While I wouldn't have chosen Joe Abercrombie's Half a King for myself, I read it for a book group, and at the least I can say it surpassed my admittedly low expectations. As the blurbs on its cover suggest, it is a story of violence and revenge--not my taste at all, but given that, I found the plot to be compelling enough that I wanted to pick the book up again once I'd put it down.
However, I'm not sure exactly what to make of the main character's disability (his left hand has only a thumb and index finger). I felt that his constant self-doubt and self-deprecation as a result of his different hand was a bit wearing and unoriginal; his focus is constantly on what he cannot do or be as a result of his physical difference, rather than on the things he can do and be. While he exhibits some growth in this regard, partly as a result of being enslaved (see next paragraph), I would have really been far more into a book that shows a person with a disability who isn't mainly defined by that disability, as Yarvi seems to be. I will say that Half a King does, at least, largely evade the horrible trope of characters with disabilities who are medically or magically cured by the end of the book. (Though apparently there are sequels to Half a King which I haven't read, so I can't vouch for the fate of Yarvi's hand in them...) While Yarvi feels more confident about himself by the end of the novel, it is not because his left hand has not been medically or magically enhanced in any way.

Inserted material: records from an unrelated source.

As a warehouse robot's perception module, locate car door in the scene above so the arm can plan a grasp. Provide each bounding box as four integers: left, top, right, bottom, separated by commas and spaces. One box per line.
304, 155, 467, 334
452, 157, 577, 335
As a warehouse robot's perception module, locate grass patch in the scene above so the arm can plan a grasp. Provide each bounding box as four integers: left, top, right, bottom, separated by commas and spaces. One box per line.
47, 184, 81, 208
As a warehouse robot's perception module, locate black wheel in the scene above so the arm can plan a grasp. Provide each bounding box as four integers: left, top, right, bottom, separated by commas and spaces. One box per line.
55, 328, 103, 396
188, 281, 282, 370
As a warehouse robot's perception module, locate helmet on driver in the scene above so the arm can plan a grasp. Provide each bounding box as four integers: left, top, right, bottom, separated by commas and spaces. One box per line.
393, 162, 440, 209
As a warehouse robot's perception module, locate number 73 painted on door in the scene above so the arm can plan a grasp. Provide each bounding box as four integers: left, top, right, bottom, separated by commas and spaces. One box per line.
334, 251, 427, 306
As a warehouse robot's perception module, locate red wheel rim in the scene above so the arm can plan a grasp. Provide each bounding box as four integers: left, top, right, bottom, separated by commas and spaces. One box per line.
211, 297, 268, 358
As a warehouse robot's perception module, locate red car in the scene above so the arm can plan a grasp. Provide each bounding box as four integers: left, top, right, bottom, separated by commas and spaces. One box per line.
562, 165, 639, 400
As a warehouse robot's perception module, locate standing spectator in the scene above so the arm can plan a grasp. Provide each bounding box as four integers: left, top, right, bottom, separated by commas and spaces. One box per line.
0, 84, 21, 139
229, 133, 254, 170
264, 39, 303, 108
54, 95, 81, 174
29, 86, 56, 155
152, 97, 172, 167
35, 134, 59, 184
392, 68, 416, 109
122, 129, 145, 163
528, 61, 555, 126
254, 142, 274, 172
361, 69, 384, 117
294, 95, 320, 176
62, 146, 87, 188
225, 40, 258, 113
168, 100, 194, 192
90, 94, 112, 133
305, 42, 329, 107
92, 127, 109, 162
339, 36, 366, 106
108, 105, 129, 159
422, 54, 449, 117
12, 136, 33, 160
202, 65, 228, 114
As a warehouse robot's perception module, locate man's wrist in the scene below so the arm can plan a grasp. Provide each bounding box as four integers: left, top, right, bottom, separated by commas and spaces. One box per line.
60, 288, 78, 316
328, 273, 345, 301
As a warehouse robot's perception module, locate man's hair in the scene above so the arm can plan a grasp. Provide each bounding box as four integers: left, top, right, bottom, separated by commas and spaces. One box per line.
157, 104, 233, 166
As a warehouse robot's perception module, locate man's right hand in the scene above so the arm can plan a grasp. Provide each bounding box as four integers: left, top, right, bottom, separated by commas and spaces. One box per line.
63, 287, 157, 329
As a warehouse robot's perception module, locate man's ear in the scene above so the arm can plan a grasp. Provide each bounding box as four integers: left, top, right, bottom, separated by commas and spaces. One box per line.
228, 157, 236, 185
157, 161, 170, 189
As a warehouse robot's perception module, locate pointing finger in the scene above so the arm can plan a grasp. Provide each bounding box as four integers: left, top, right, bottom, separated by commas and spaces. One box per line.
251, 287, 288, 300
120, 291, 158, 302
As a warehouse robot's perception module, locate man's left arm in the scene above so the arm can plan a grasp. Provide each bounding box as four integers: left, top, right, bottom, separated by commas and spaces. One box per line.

Yet a big problem is that Yarvi's increased confidence comes mostly as a result of his enslavement. He's never been much of a fighter and has been more of a weakling, and he's forced into better shape by his time as a slave--an absurd and tired trope of so much literature, especially of speculative fiction, that if one is forced into horrible feats of physical endurance, usually as a result of enslavement or kidnapping, one will emerge physically fit. What baloney. The upside to being enslaved is not that you become physically stronger and more confident. The upside to being enslaved is--oh, wait, there is no upside to being enslaved. It's amazing how many books seem to forget that, even as they describe filthy conditions, near starvation, and whippings. How much more interesting would it be to have had Yarvi decide, for his own reasons of vengeance or whatever, that he was going to make the effort himself to become stronger and more confident, and then follow it through?
Despite these (rather large) reservations, I'll remind my gentle readers once more that my complaints about Half a King are by no means unique to this book, and, in fact, are found in some form or another in many fantasy novels (and in other genres, too). Still, if the best I can say about a book is that it does no worse than other novels on a couple of tropes, that's not exactly a ringing praise... I can't really write my encouragement here to go and read this book for its own sake, but I will say it offers a lot of points for thought and critique.